In total, 23 Malibu SAR and 11 Montrose SAR personnel deployed over the two-day operation. These 34 rescuers were integral to scene safety, securing the scene from interlopers, recovering victims and assisting other agencies with searches for evidence and remains.

It will forever be engrained in our psyches that we were at the crash of Kobe Bryant and his daughter and seven of their close friends. Three of them were 13 years old. Many of the rescuers have children, some of which are the same age. It hit home for us, we are human. There were mothers, fathers, sisters, brothers, daughters, sons, wives, and husbands that were killed. There are families forever changed. The grim task that we all accepted hopefully brings solace to the surviving loved ones.

After 30 years of doing search and rescue, my friends know what we do. The areas that we cover – Malibu, Calabasas, Agoura, Westlake have their share of high-profile residents and it’s not uncommon for us to have a call involving a famous person. As I stood on the hillside that day, my cell phone blew up with texts and calls. “Is it true?” “Is it Kobe?” “Are you at the crash?” Texts were coming in one after the other. “I can’t talk, I can’t confirm anything” I responded. The next day, about 50 people posted on my Facebook, all saying pretty much the same thing. “I had a feeling that you were there. It must have been so difficult. Thank you for your service. I hope you are okay.”

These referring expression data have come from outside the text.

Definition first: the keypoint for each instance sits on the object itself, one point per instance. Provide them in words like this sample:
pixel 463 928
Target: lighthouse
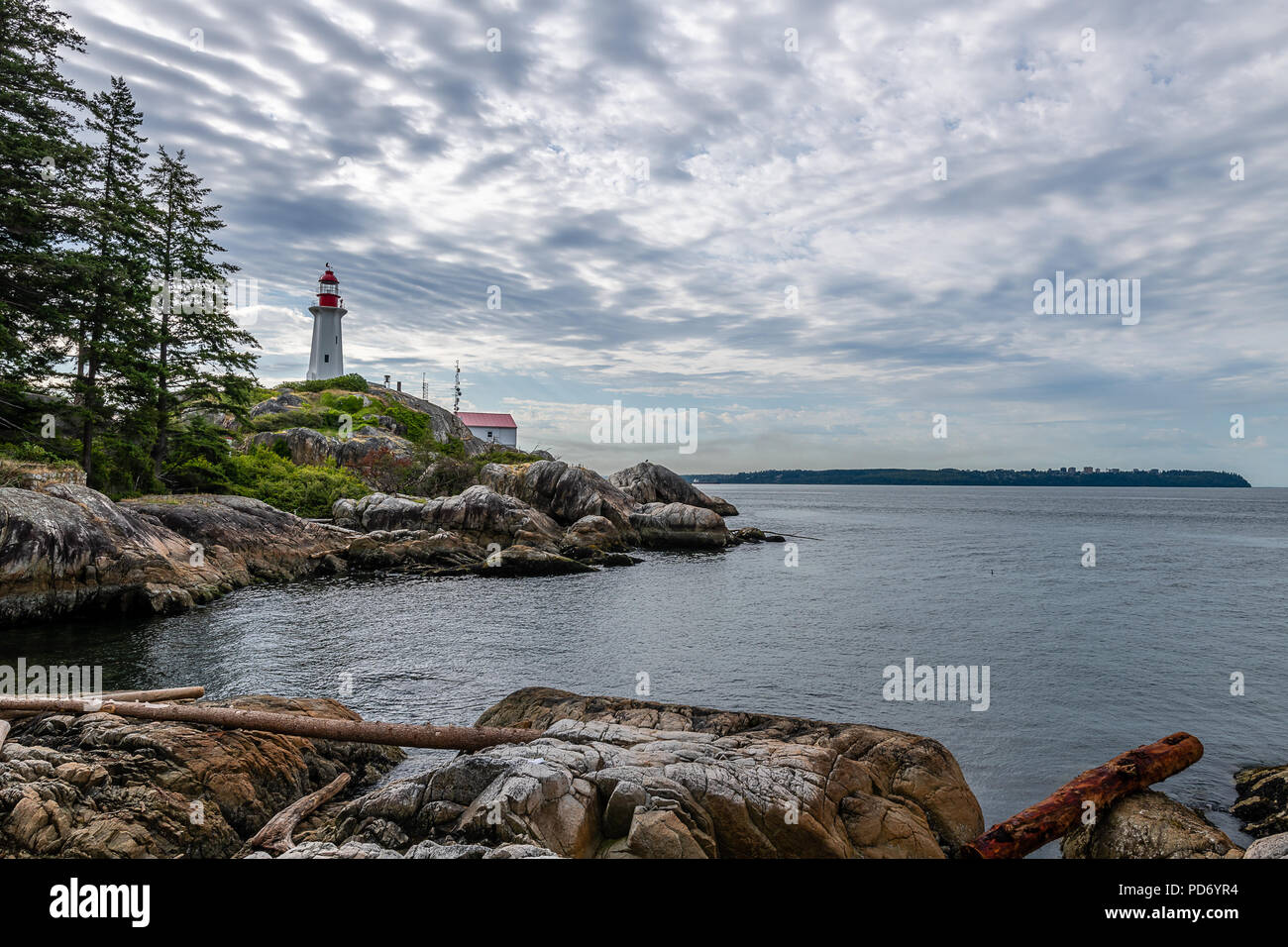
pixel 327 356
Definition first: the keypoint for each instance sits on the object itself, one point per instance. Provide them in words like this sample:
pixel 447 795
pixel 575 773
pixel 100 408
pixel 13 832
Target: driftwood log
pixel 1102 787
pixel 172 693
pixel 275 834
pixel 288 724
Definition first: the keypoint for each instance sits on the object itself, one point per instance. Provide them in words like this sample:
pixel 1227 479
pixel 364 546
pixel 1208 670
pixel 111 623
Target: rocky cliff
pixel 610 779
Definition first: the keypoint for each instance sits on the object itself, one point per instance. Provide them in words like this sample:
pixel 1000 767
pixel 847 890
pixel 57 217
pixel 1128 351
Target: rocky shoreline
pixel 608 779
pixel 65 549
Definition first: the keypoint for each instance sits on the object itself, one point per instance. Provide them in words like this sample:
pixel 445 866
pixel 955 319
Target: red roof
pixel 473 419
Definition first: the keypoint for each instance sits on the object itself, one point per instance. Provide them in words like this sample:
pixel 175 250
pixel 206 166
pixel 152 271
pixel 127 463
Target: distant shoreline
pixel 951 476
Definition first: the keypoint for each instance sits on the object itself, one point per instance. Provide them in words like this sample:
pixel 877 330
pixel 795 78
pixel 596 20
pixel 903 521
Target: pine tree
pixel 42 169
pixel 114 330
pixel 202 356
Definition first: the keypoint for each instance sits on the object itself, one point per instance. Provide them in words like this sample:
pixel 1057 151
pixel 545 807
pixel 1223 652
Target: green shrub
pixel 33 453
pixel 348 403
pixel 346 382
pixel 307 491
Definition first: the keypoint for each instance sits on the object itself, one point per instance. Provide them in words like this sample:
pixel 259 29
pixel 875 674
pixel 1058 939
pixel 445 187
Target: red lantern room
pixel 329 289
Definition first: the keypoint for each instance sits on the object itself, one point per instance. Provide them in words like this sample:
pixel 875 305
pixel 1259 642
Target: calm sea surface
pixel 1083 663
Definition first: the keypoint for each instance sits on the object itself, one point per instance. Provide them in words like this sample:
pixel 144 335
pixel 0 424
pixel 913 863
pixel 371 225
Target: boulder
pixel 593 532
pixel 1147 825
pixel 1262 805
pixel 1269 847
pixel 649 482
pixel 249 539
pixel 103 787
pixel 614 777
pixel 442 424
pixel 677 526
pixel 565 492
pixel 308 446
pixel 480 514
pixel 522 560
pixel 67 548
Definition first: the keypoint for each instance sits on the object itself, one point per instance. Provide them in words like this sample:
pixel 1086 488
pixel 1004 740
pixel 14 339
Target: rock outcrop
pixel 581 500
pixel 67 548
pixel 480 513
pixel 649 482
pixel 246 539
pixel 1147 825
pixel 622 779
pixel 677 526
pixel 563 491
pixel 279 403
pixel 102 787
pixel 1269 847
pixel 442 423
pixel 1262 805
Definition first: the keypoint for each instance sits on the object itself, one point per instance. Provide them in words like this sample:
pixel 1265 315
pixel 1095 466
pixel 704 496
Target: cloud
pixel 643 182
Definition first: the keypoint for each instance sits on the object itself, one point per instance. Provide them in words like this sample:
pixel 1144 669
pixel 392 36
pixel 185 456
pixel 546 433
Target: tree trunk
pixel 290 724
pixel 275 834
pixel 1102 787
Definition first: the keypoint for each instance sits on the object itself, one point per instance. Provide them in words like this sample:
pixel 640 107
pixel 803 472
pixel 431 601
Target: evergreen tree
pixel 114 328
pixel 202 356
pixel 42 169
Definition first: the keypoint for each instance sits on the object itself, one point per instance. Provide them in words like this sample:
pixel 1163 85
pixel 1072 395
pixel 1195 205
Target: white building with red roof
pixel 490 427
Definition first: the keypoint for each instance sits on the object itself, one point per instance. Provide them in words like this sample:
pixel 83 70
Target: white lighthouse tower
pixel 327 356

Despite the horror of those two days, I most proud of the volunteers of Malibu SAR and Montrose SAR for their work over the two-day incident. Yes, volunteers! This was a gruesome task, but it was our responsibility. Everyone mustered their game face and compartmentalized the experience. There would be time later to decompress. I encouraged our rescuers to reach out if they needed assistance to cope. There is no shame, no embarrassment, no judgment.

A week later, a psychologist came to meet with our team and talk about PTSD, coping with stress and how to recognize signs of suffering. We discussed monitoring each other and keeping an eye out for changes in behavior and expressed our feelings and struggles openly. One team member explained how he had unnecessarily chewed out another team member a couple days after the crash. He realized something was wrong and reached out for help.

This incident heavily impacted Los Angeles residents, as well as people around the world. May the nine victims rest in peace and may their families find a modicum of solace to move forward in the face of their overwhelming loss.

We are an unbroken band of first responders. We are a family. We are the first and last line for many. We are search and rescue, “so others may live”.